Lock and Key: A Review by Lucia Chen

lockkeycoverHigh school senior Ruby Cooper has always done just fine by herself, relying on her mostly absent mother once in a blue moon. She is independent, introverted, and responsible, which is why a sudden relocation to her sister’s house hits her deeply. Her sister, Cora, and her husband, Jamie, are rich, loving, and care for her in a way her own mother never has, but Cora can’t seem to bring herself to rely on them. Moving into a rich family, going to a private school, having loving guardians may be a dream come true for others, not so much for Ruby. Watchful and prepared, Ruby is ready to leave at any moment.

Although her mother is irresponsible, ignorant, and an alcoholic who has abandoned a high school student to care for herself, Ruby is constantly on the lookout for her. Her mother may not have been the best guardian, but Ruby knows she will return, and bring Ruby’s life back to normal. Cora on the other hand, warns and reminds Ruby about their mother’s carelessness, steering her away from the abusive life she had been living before.

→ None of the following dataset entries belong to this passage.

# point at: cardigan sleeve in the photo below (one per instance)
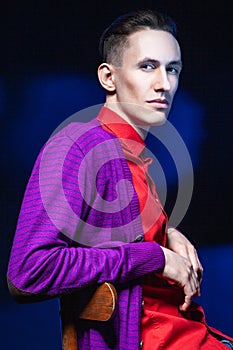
(45, 261)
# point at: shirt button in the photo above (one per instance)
(139, 238)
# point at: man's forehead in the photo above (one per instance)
(153, 43)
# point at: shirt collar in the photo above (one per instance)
(128, 136)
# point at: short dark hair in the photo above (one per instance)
(115, 37)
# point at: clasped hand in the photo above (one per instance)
(182, 265)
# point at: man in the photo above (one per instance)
(91, 213)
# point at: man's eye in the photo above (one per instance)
(148, 66)
(173, 70)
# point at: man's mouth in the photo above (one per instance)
(159, 103)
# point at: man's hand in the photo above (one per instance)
(179, 244)
(182, 265)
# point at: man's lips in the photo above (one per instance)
(159, 103)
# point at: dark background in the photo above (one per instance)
(49, 57)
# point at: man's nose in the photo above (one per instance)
(161, 81)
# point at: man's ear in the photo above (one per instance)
(106, 76)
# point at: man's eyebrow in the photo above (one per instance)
(156, 62)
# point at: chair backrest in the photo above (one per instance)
(100, 307)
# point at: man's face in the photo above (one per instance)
(147, 79)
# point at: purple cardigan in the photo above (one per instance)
(79, 226)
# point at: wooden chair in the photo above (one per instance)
(100, 307)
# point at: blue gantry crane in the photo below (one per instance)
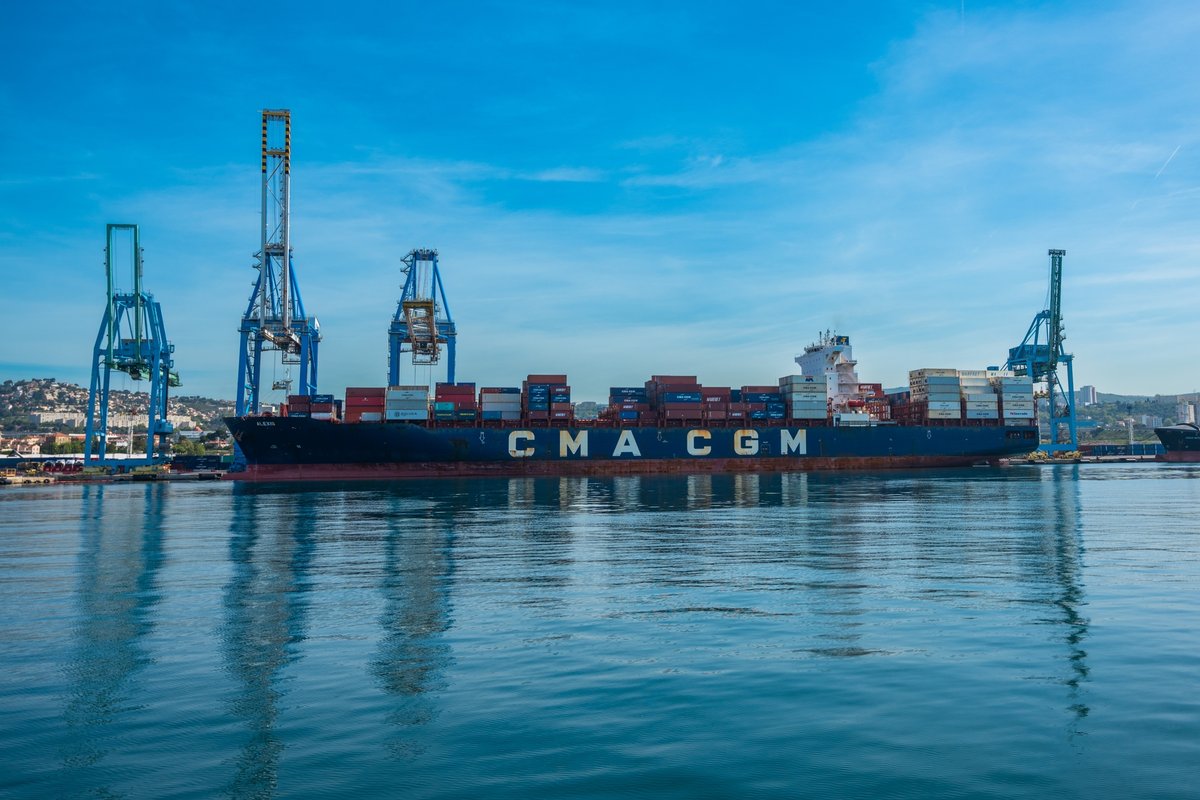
(132, 340)
(1042, 358)
(275, 316)
(421, 323)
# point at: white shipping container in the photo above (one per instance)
(406, 405)
(407, 394)
(407, 415)
(936, 398)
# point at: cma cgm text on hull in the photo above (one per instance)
(304, 449)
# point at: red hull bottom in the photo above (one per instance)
(384, 471)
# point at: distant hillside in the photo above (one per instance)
(21, 398)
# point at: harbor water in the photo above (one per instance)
(989, 632)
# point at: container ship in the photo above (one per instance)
(821, 419)
(1181, 441)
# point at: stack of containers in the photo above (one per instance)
(979, 400)
(939, 391)
(499, 403)
(763, 403)
(900, 403)
(407, 404)
(299, 405)
(455, 403)
(875, 401)
(323, 408)
(738, 410)
(1015, 397)
(364, 403)
(676, 397)
(804, 396)
(715, 403)
(630, 404)
(539, 394)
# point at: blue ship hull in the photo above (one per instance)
(305, 449)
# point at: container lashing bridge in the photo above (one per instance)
(275, 318)
(132, 340)
(421, 324)
(1042, 358)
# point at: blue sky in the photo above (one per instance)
(616, 188)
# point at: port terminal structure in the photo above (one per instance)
(132, 340)
(421, 323)
(275, 318)
(1041, 355)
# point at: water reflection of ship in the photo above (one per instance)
(120, 555)
(270, 553)
(412, 655)
(1062, 546)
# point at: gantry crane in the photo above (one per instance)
(1041, 359)
(421, 323)
(275, 318)
(132, 340)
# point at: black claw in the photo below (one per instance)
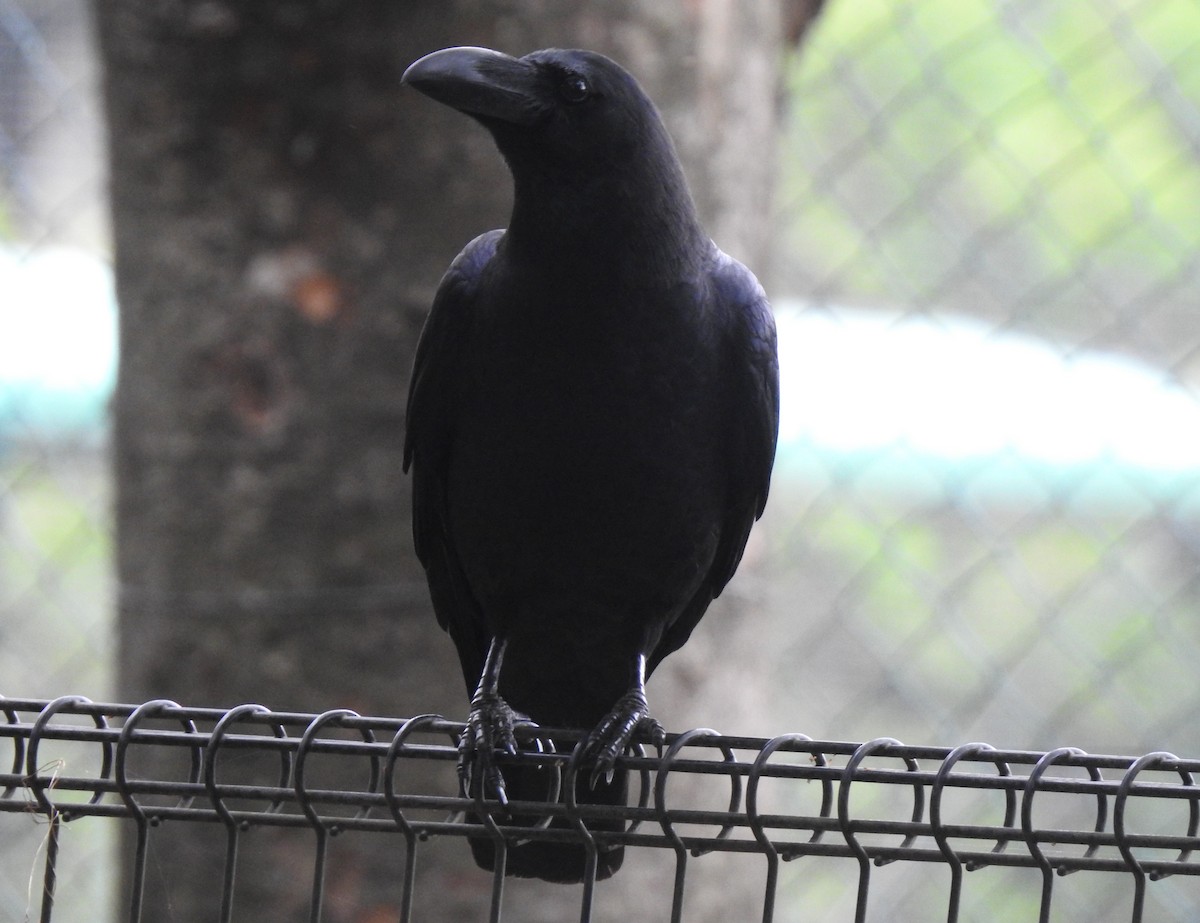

Multiple embarrassing meetings, hundreds of awkward conversations and a humiliating car pick-up pushes Ruby into a friendship with Nate, the boy next door. He listens and is always there for her, but Ruby can’t help but notice how he seems stand-offish, refusing to talk about his personal life while learning  more and more about her every day.

Ruby’s always thought her family was the most dysfunctional one possible, but soon realizes she isn’t the only one suffering and in need of help.

Lock and Key is my second favorite Sarah Dessen novel, with Just Listen reigning at the top. It takes on a slow and well-thought out pace, telling a formidable story from the perspective of a young girl who undergoes a mountain and more of character development.

I would recommend this novel to anyone who enjoys a slow, gradual read.